Written By Juhernaidi on Jumat, 22 April 2011 | 9:35:00 PM

Menteri Pertahanan AS, Robert Gates (ki) bersama dengan Perdana Menteri Irak, Nuri al-Maliki dalam pertemuan yang digelar di Baghdad pada 17 April 2011. (Foto: Reuters) BAGHDAD – Perdana Menteri Irak Nuri Al Maliki memberitahu pimpinan Kepala Staf Gabungan AS bahwa Baghdad siap untuk mengambil kendali langkah-langkah keamanan negara tersebut. Dalam pertemuan dengan Admiral Mike Mullen, yang tiba di Baghdad pada hari Kamis (21/4), Maliki mengatakan militer Irak mampu memelihara keamanan negaranya dan bahwa mereka bekerja dengan profesionalisme.
Pasukan Amerika harus pergi tepat pada waktunya, ujarnya.
Maliki menambahkan bahwa pasukan Irak akan terus memperkuat kemampuan tempur mereka sembari menyediakan peralatan dan persenjataan terbaru bagi mereka.
Sebuah perjanjian keamanan tahun 2008 antara Baghdad dan Washington memandatkan penarikan pasukan AS dari Irak sebelum tahun 2012.
Sekitar 47,000 tentara Amerika saat ditugaskan di negara Timur Tengah kaya minyak itu.
AS telah lama membidik untuk memperpanjang masa tinggal di Irak dan mengungkapkan keraguan tentang menarik semua pasukan tempur Amerika dari negara kaya minyak itu pada akhir tahun tenggat waktu.
Dalam penerbangannya ke Baghdad, Mullen mengatakan bahwa para pemimpin Irak akan perlu memulai sebuah dialog serius dalam cara yang penuh makna jika mereka menginginkan pasukan AS tetap tinggal setelah tenggat waktu.
Segala keputusan untuk mengubah itu berada di tangan Irak.
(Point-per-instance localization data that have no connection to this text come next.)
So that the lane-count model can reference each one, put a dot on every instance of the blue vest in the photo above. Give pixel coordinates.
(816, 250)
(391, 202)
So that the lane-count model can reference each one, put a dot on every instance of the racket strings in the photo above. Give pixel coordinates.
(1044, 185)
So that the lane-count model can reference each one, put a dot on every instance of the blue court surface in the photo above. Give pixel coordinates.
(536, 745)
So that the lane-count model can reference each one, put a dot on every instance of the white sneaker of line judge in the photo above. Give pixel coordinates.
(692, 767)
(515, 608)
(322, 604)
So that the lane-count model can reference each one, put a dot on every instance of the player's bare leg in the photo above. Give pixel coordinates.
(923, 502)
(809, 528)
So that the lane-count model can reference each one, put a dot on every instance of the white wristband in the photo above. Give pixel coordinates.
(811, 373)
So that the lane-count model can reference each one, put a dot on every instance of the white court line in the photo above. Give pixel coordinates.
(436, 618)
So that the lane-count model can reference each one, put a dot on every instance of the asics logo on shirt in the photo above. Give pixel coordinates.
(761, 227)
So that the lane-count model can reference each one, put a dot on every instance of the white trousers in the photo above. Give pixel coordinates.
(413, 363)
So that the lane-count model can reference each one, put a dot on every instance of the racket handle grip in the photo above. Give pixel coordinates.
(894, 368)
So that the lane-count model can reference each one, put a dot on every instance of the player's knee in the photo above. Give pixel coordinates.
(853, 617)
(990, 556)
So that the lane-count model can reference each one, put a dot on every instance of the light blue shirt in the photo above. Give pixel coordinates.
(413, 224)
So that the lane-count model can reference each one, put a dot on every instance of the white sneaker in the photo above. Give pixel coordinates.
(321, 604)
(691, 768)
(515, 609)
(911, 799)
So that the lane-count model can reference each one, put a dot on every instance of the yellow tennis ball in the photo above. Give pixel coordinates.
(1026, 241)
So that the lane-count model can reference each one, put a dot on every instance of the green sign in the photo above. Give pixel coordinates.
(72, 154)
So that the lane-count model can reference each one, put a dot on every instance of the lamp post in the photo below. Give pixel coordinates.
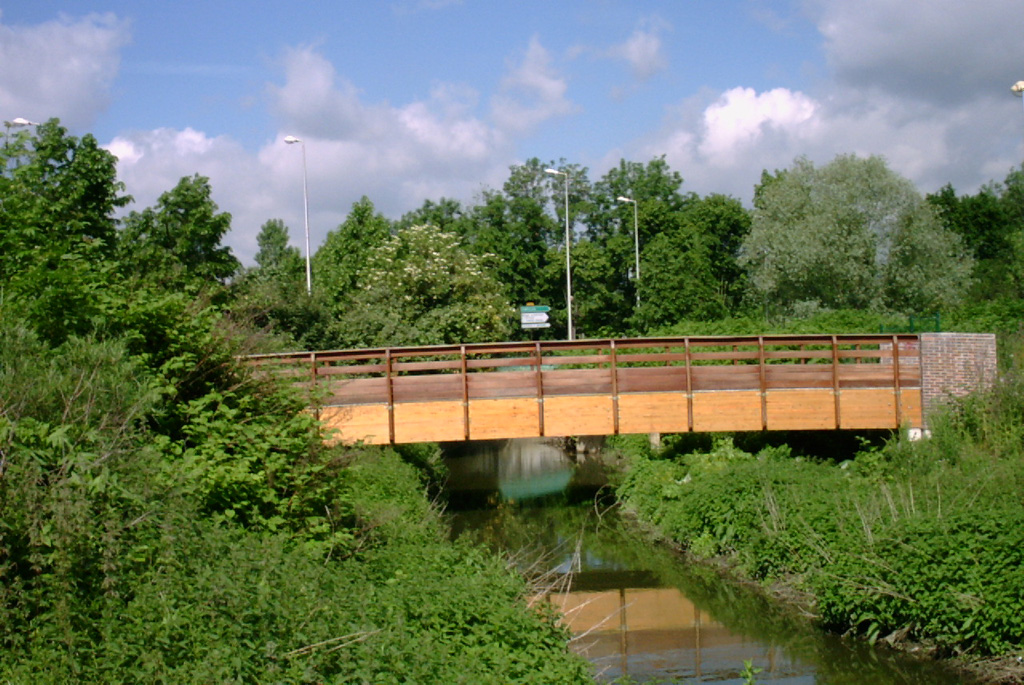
(291, 140)
(568, 243)
(636, 241)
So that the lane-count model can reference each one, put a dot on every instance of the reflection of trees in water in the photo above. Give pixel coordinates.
(574, 529)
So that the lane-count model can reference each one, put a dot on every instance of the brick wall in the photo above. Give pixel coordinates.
(953, 365)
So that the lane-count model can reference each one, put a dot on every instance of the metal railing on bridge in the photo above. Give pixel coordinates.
(557, 388)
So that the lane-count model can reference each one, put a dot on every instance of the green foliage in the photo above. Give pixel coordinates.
(851, 234)
(178, 242)
(167, 516)
(678, 281)
(275, 256)
(918, 541)
(423, 288)
(337, 263)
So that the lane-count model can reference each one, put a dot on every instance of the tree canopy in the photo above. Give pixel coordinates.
(851, 234)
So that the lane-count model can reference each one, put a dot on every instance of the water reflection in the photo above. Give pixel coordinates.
(634, 608)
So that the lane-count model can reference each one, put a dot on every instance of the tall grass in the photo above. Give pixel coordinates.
(915, 541)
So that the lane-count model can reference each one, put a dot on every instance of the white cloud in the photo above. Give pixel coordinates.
(531, 93)
(742, 119)
(643, 51)
(923, 83)
(396, 156)
(944, 51)
(62, 68)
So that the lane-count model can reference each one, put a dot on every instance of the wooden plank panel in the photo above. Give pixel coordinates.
(355, 391)
(864, 408)
(801, 410)
(493, 419)
(726, 378)
(578, 416)
(651, 379)
(505, 384)
(577, 382)
(799, 376)
(364, 423)
(652, 413)
(427, 388)
(735, 411)
(428, 422)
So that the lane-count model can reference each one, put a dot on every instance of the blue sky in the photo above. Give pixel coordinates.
(403, 100)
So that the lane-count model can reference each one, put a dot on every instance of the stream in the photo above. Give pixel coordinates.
(636, 609)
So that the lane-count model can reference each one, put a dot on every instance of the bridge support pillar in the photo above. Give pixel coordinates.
(953, 365)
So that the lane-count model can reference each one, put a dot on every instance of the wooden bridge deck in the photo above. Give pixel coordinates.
(594, 387)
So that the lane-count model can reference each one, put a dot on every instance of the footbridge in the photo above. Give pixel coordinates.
(650, 385)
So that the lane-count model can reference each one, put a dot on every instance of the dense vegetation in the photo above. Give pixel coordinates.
(167, 516)
(915, 542)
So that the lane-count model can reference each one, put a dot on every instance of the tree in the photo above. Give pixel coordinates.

Awal bulan ini, Menteri Pertahanan AS Robert Gates mengatakan Washington akan mempertahankan tentara Amerika di negara itu jika Baghdad meminta untuk tambahan bantuan. Dia mengatakan AS siap untuk memperpanjang kehadiran militernya di Irak melewati tanggal 31 Desember 2011.
Tapi Maliki menolak tawaran itu dan mengatakan pada Gates bahwa dia mengharapkan semua pasukan Amerika akan pergi di akhir tahun. "Pasukan bersenjata kami sekarang memiliki kemampuan untuk menghadapi segala serangan, dan kemampuan itu meningkat hari demi hari."
Ulama berpengaruh Irak, Muqtada al Sadr, memperingatkan bahwa perlawanan terhadap pasukan AS akan meningkat jika mereka gagal untuk pergi pada tenggat waktu akhir tahun 2011.
Dalam sebuah pernyataan yang dibacakan pada sebuah demonstrasi anti-AS di Baghdad hari Sabtu lalu (16/4), Sadr mengatakan bahwa rakyat Irak akan meningkatkan perlawanan militer pada pasukan pendudukan AS setelah tenggat waktu.
Sadr bersama dengan blok politiknya menentang keras penandatanganan perjanjian keamanan dengan AS, yang memperpanjang kehadiran pasukan AS di Irak.
"Mereka, pemerintah Irak, sepakat dengan pasukan pendudukan bahwa mereka akan pergi dalam hitungan bulan dari tanah ini, menurut sebuah perjanjian tak adil yang tidak dan tidak akan kami terima," ujar juru bicara, Salah Ubaidi, pada puluhan ribu pendukung.